= Odo of Deuil =

Historian and participant in the Second Crusade

Odo of Deuil (1110 – 18 April 1162), his first name also spelled Odon, Eude or Eudes, was a French historian of and participant in the Second Crusade (1147–1149).

Born at Deuil to a modest family, he became a monk and was a confidant of Suger, abbot of Saint-Denis. He took part in the Second Crusade in 1147, and served as the chaplain of Louis VII on the expedition.

His narrative of the Crusade is entitled De profectione Ludovici VII in Orientem (On Louis VII's journey to the East), which relates the progress of the crusade from France to Antioch. It was written so that Suger could compose a history of Louis' life.

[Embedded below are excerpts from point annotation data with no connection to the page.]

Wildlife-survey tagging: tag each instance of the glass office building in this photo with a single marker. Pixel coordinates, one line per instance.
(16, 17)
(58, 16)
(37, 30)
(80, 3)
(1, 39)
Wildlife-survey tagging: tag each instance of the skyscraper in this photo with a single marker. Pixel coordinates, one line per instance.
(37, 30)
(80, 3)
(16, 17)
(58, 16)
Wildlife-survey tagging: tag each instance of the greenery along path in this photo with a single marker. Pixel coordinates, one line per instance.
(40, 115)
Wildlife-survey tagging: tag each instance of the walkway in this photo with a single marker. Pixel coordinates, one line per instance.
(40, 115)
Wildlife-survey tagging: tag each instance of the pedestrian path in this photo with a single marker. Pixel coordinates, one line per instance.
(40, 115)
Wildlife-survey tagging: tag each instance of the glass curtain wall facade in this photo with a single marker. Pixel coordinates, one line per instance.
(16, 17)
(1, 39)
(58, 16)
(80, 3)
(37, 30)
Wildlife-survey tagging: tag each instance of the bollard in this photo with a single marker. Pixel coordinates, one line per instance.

Eudes explains the failure of the crusade in terms of human action rather than as the will of God, in contrast to the reasoning of Otto of Freising. His aims were to glorify Louis, but also to provide a guide for future crusaders so that the mistakes of the Second Crusade would not be repeated.

Eudes blamed the Byzantine Empire under Manuel Comnenus for the downfall of the crusade. Eudes' prejudice against Byzantium led historian Steven Runciman to describe Eudes as "hysterically anti-Greek." However, Professor Jonathan Phillips has recently argued that Eudes' view of Byzantium was possibly rooted in ideological differences which minor skirmishes between the crusaders and Greeks had brought to the fore. His prejudice should also be set against the experience of Conrad III of Germany, who wrote that Manuel treated him as a "brother."

Eudes' account ends with the remnant of the crusade arriving at Antioch, and so does not include a description of the Siege of Damascus in 1148.

He returned to France and became abbot of Saint-Denis in 1151.

== Sources ==
- Odo of Deuil, De profectione Ludovici VII in Orientem, tr. V.G. Berry (New York: W.W. Norton and Co., 1948).
- J. Phillips, "Odo of Deuil's De profectione Ludovici VII in Orientem as a source for the Second Crusade", in M. Bull et al. (eds), The Experience of Crusading, 2 Vols (Cambridge: Cambridge University Press, 2003), 1.80-95.
- S. Runciman, A History of the Crusades, 3 Vols (London: Cambridge University Press, 1951-4).